The Diyarbakır Basin is located on the belt that forms the folded mountain chain in the southern most area of Turkey, and is located in a transition zone both in terms of climate and geographical formations. Its geographical position has intensely experienced the natural environment changes that took place through the geographical eras.
Basalt flows, on which the city of Diyarbakır is also founded, which reach the Tigris River and are interrupted by it, are a unique topographical feature of the region. In the area where the old city was founded, we see that steep slopes have emerged as a result of basalt blocks encountering clay deposits and the erosive impact of the Tigris River. Interrupted by the Tigris River, steep basalt cliffs led to the formation of a space suitable for defence purposes. Basalt rock is a suitable material both for building city walls, residential buildings and other architectural structures.
Prof. Dr. Sabri Karadoğan, Faculty Member at Dicle University, Ziya Gökalp Faculty of Education, Department of Geography Education
We can describe the Diyarbakır Basin as a broad sedimentation zone featuring significant topographic thresholds, with the South-eastern Toros Mountains to the north, the high Mardin-Midyat limestone plateau to the south, the Karacadağ Volcano to the west and Raman Mountain to the east.

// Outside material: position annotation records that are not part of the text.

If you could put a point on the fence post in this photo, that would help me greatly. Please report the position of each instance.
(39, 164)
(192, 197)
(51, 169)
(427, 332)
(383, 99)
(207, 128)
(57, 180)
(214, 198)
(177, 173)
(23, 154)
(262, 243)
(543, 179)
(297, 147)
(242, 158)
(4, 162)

The geomorphological evolution of the Diyarbakır Basin clearly reflects both crustal movements and topographic erosion processes following continental collision and the closing of the Southern Neo-Tethys Ocean. The basin formed, especially due to geomorphological processes, a more suitable habitat in comparison to its close vicinity in the topographic sense and with the added impact of other favourable geographical factors such as transportation, land, hydrography, underground and overland sources, its attraction increased. Although summer drought and conditions of severe evaporation pose challenges, the basin is rich in terms of its water potential. Precipitation in its high surroundings gravitate towards the centre of the basin via subterranean waters or the tributaries of Tigris River.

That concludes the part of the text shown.